What Does Past Due Mean?
Past due is a loan payment that has not been made as of its due date. A borrower who is past due may be subject to late fees unless the borrower is still within a grace period. Failure to repay a loan on time could have negative implications for the borrower's credit status or cause the loan terms to be permanently adjusted.
Understanding Past Due
An individual or business who takes out a loan or credit from a lending institution is expected to repay the loan either as a lump sum or in monthly installments. The amount to be repaid is either the full amount that was borrowed or a portion of it. Some loans are taken out once and are required to be repaid to the lender in monthly installments. For example, when a borrower takes out a first mortgage on a home purchase, he does so once but he is expected to pay off the loan monthly and could take decades to complete his or her payment schedule. On the other hand, some loans are taken out continuously and depending on how much or how frequently a borrower takes on credit, he will be required to repay the amount at certain fixed dates. An individual with a line of credit or credit card account can dip into the credit balance available in these accounts anytime, but is required to make a pre-specified minimum payment every month. In this case, borrowing and repayment are continuous.
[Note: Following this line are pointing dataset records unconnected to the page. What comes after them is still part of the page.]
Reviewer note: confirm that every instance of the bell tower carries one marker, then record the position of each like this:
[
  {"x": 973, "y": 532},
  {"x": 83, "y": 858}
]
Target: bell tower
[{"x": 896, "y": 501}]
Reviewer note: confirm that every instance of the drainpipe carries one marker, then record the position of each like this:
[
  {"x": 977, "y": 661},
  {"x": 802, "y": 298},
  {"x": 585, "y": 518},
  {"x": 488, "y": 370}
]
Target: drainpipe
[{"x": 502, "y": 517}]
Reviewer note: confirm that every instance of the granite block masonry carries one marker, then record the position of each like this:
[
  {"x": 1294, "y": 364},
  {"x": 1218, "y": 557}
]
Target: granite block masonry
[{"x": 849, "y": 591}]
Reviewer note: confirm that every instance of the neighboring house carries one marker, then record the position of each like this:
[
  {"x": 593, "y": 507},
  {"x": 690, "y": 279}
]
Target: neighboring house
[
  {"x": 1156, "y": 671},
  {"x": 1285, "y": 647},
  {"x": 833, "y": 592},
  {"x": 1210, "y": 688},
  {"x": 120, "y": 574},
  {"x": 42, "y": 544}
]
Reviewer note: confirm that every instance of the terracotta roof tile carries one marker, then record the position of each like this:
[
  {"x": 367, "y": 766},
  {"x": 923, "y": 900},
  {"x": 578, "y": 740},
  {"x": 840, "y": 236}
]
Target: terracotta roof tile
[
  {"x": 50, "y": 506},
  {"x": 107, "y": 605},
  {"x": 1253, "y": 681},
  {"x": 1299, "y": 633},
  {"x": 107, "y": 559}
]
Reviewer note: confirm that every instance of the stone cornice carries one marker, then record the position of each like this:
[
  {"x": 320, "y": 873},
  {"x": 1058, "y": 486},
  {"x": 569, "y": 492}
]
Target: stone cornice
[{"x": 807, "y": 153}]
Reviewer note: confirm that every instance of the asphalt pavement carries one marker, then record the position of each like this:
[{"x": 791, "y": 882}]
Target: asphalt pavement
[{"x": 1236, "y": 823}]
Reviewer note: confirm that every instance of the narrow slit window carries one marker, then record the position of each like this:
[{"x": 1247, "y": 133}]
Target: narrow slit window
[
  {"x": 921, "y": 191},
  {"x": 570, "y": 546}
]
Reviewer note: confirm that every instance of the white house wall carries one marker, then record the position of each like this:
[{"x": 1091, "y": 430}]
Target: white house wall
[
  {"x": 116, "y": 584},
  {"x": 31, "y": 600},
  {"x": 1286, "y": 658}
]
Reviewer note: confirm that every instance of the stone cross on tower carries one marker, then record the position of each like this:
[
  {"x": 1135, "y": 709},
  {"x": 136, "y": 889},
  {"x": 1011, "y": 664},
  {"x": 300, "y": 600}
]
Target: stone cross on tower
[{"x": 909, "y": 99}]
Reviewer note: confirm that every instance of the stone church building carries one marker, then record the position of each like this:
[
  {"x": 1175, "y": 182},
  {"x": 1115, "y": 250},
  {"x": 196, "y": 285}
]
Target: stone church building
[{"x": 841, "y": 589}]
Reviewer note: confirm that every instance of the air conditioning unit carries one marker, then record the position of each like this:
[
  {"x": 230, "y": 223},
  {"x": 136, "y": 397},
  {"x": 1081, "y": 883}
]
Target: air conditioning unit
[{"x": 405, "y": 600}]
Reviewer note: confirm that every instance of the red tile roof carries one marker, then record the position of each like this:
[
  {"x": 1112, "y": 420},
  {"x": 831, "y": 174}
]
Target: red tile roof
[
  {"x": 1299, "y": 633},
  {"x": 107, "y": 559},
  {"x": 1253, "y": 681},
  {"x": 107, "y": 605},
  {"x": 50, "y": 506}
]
A borrower who does not make the required payment on the date due will have his account set to past due. If a loan payment is due by the 10th of the month and is not paid by the 11th, the payment will be considered past due. Depending on the policy of the lender, the borrower will either immediately be charged a late fee or will enter a grace period. If, for example, there is a grace period of 10 days, the borrower would not be charged a late fee until the 21st of the month. If the payment is still not made by the end of the grace period, late fees or additional interest will be applied. How a customer is treated on a past due payment will often come down to their payment history; if there is a pattern of late payments, the grace period may be shortened or removed.
When a borrower who is overdue on his payments receives his next account statement, the balance owed will be the current balance plus his overdue balance plus any late charges and interest fees. To bring the account up to good standing, the borrower must make the required minimum payments including any late fees. If the lending institution increased the interest rate on the account as a penalty, it will only bring down the interest rate to its original level after payments have been made on time for six consecutive months.
An individual or business that is 30 days behind schedule on loan payment will have his credit report reflect the delinquent account. The borrower’s credit score will fall once his overdue payments have been reported to the credit bureau.
After 180 days of not making payments on the overdue account, the debtor would not have the option to pay in installments anymore; full payment must be made. Usually, by this time, the lender may have sold the debt to a debt collections agency, and written off the uncollected amount as a bad debt on its balance sheet. It is important to note that past due debts can remain on one’s credit history for seven years, therefore, a borrower should ensure that his accounts are in good standing with the lender.